What Does It Take to Qualify For Invoice Factoring?
If you're a small business owner, you may have heard of invoice factoring as a way to get funding. But what does it take to qualify for this type of financing?
In addition, invoice financing companies will likely run a credit check on you and your business. If you have poor personal or business credit, this could affect your ability to get approved.
Fortunately, there are a number of financing companies out there that specialize in working with small businesses, so it's worth shopping around to see which one is the best fit for you. With a little bit of research, you should be able to find an invoice financing company that can help you get the funding you need to grow your business. Fortunately, invoice factoring is a lot easier than you think! Let's take a closer look at what it takes to qualify for invoice factoring:
Provide Proof of Business Organization
You'll need to provide a copy of your business license. If you're incorporated, you can provide a copy of your articles of incorporation. If you're an LLC and have filed for good standing, then provide the certificate that shows that information.
If you're a partnership, provide copies of any agreements (i.e., partnership agreement or operating agreement) that are relevant to how the business operates and identifies how revenue is split between partners or members. You should also provide copies of any bylaws that govern how decisions are made within the organization (if applicable).

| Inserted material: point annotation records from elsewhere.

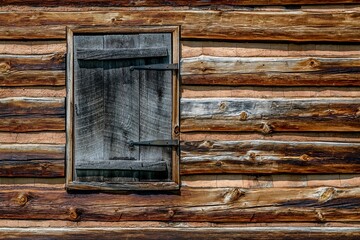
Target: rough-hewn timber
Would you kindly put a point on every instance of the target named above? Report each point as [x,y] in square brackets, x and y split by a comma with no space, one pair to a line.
[264,156]
[32,114]
[32,160]
[173,3]
[197,24]
[183,233]
[32,78]
[270,115]
[325,204]
[236,71]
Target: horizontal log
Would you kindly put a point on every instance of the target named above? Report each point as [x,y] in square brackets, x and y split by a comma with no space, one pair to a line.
[325,204]
[135,233]
[122,165]
[109,54]
[32,78]
[236,71]
[264,156]
[32,114]
[197,24]
[32,160]
[54,61]
[270,115]
[173,3]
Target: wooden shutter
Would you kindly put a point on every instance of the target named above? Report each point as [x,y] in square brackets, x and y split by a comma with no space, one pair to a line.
[116,105]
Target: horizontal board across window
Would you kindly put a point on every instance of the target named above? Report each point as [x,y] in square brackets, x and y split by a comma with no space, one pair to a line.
[122,107]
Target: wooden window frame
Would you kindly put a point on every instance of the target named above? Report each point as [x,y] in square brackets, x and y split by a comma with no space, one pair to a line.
[71,184]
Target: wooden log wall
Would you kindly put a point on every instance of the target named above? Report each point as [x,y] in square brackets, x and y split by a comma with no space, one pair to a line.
[270,119]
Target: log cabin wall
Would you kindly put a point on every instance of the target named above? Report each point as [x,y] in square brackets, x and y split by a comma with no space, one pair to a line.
[270,126]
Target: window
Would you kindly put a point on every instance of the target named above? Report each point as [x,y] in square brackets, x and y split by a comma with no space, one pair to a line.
[123,108]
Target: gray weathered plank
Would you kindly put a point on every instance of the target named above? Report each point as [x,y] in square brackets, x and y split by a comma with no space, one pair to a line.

Your Business Must Be Solvent
You also need to be solvent, or in other words, able to pay the invoice factoring company back. The invoice factoring company won't provide you with funding if your business can't afford it. For example, you must be able to pay the invoice factoring company's fees as well. You also need to be able to pay each of your employees and suppliers on time, so they don't discontinue doing business with you—this is key for longevity and stability in the long term.
Your Clients Must Be Credit-Worthy
Your clients must be credit-worthy. This is determined by the invoices being paid and the clients' ability to pay on time. In other words, if your customers are paying you late or not at all, then they won't qualify for invoice factoring.
The best way to prove that your clients are credit-worthy is with a good payment history on their invoices with you as well as their other vendors and suppliers. If this isn't possible because of the size of your client's business (for example, if they're one of the largest companies in Australia), then an alternative method would be showing a good payment record with other businesses similar to yours (i.e., those who provide services like yours and are located in similar locations).
You must control the collection function of your invoices, but you do not need to own them.
You must be able to control the collection function of your invoices, but you do not need to own them. Let's take a step back and look at invoicing for a moment. When you invoice someone, what does it mean? You are asking for payment on account of goods or services provided to the customer. This is important because it gives you a window of opportunity (typically 30-60 days) to collect your money before having to pay for those goods or services purchased from other vendors or suppliers.
With invoice factoring, all your receivables are turned into cash immediately at invoice value rather than waiting until they are paid out in full by your customers, which can take months and even years if there is an outstanding balance that needs collecting!
You Must Be Able to Pass a Background Check
You must have a clean criminal record.
You must have a valid social security number or EIN (employer identification number). If you don't have one, you can get one through IRS form SS-4, and they'll send it to you in the mail within eight weeks of filing.
You must have a valid driver's license or state ID card. This can be any type of driver's license, including an international driver's license if necessary!
Conclusion
An invoice factoring facility can work for many small businesses, and that's why to engage with invoice financing companies to know how the process works before jumping into it blindly. We hope our article has helped you understand what makes you a good candidate for invoice financing and what kinds of businesses are likely to be approved by one or more lenders. Good luck!